For those unsatisfied with a simple and tasteful flower arrangement (a 1941 Chicago Tribune article describes them as “women who knit their brows over table settings for special occasions”), 20th-century table setting exhibitions offered further inspiration for thematic decorations a middle-class woman might recreate in her home. For these exhibitions, garden clubs would design and set up dining tables to be judged by a panel and viewed by the public. Each dining table had a specific theme. For example, “May Day luncheon, Ski supper, Explorer’s return luncheon, Aloha luncheon, Arabian buffet …” were all themes displayed at the 1941 Navy Pier Exhibit in Chicago. The winner of this exhibition was,
Called “The Stag at Harvest Eve”… planned for the ravenous male. … At one end … is a huge Grecian head of white plaster…the goddess of the harvest … dressed up in sprays of wheat and she wears a headdress of an enormous round loaf of bread on which are stuck various fruits and little French crescent rolls! To balance this lady at the other end of the table, there’s a huge, decorative white plaster hand clutching a sickle.

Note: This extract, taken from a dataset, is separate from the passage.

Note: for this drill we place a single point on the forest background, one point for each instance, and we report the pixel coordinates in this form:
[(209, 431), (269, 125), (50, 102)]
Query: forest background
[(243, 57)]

Such an elaborate display seems like the spiritual ancestor of Sandra Lee’s “tablescapes.” The TV chef coined the term in 2003, giving a name to the “artistic arrangement of articles on a table,” as Wiktionary puts it. The portmanteau evokes landscaping, cultivating a table to fulfill your desires. The housewife’s initial obsession with creating an elaborate table design may have come from a desire to dine like the wealthy and escape from the boredom of staying at home, but the urge to beautify survived the sexual revolution. Even liberated, working women (myself included) feel the need to breathe some life into quotidian dining now and then. Although it may seem a bit silly, Sandra Lee chooses to do so with cheery colors, crafty centerpieces like giant paper flowers, or a cardboard winter village, and names for tablescapes like “A Wisteria Wish.” The term tablescape also contains the word “escape.” If you feel like escaping to the Mediterranean, Sandra Lee has a tablescape for you to recreate, with pictures and instructions to follow on her website. Her concept and aesthetic have been well-received by the public—her signature ’scapes have been auctioned off, and there are even tablescape competitions, as parodied in a 2013 episode of Bob’s Burgers.

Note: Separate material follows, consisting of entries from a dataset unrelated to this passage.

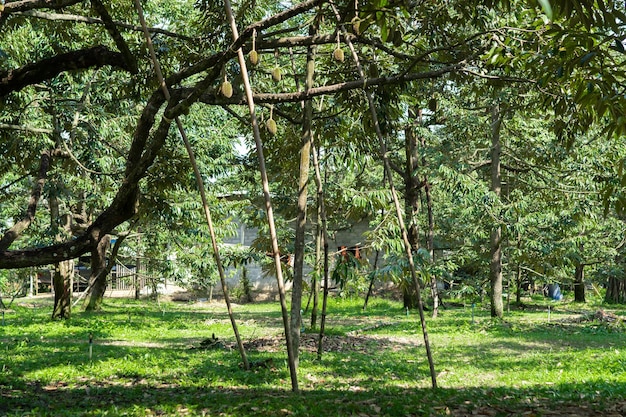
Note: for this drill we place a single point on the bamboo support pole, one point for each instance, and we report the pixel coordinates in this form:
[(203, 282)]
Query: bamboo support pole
[(388, 173), (267, 198), (200, 182)]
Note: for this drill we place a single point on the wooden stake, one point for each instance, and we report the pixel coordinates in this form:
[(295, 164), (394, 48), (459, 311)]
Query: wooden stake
[(266, 195), (394, 194), (205, 205)]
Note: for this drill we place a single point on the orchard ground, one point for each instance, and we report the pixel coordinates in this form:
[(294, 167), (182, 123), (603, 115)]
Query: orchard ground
[(153, 358)]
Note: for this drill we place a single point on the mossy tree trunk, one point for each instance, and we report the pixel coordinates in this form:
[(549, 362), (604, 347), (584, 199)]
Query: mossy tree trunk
[(579, 283), (99, 275), (495, 270)]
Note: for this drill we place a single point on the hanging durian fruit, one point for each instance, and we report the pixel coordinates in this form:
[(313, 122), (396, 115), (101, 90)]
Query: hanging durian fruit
[(254, 55), (226, 88)]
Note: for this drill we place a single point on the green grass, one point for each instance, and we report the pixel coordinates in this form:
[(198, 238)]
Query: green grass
[(146, 362)]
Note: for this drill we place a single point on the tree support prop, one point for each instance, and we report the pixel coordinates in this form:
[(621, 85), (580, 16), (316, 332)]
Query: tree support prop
[(267, 198), (192, 159), (388, 172)]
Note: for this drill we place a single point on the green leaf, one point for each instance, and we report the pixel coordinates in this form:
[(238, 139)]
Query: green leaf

The latest trend in table setting is the rustic table, which appears to be a counter-reaction to the tablescape. You might see this kind of table at weddings, at dinner parties, beckoning from the pages of Kinfolk, or at that restaurant in Brooklyn. By stripping the table bare and doing away with the papier-mâché, crystal, color coordination, and professional flower arrangements, the rustic table attempts to take us back to a simpler time or way of life (like the era when people ate off of pieces of bread instead of plates). The rustic table, with its I-live-on-a-farm aesthetic, says that you recycle and eat sustainably, that you’re down-to-earth and don’t care for material goods, and that you certainly don’t think about setting a fancy table. However, considering that most of us don’t live on a farm, the rustic table is an idyllic fantasy, just as curated as a Sandra Lee table. Give it up, rustic ’scapers- most likely you didn’t just happen upon that burlap while cleaning out the barn.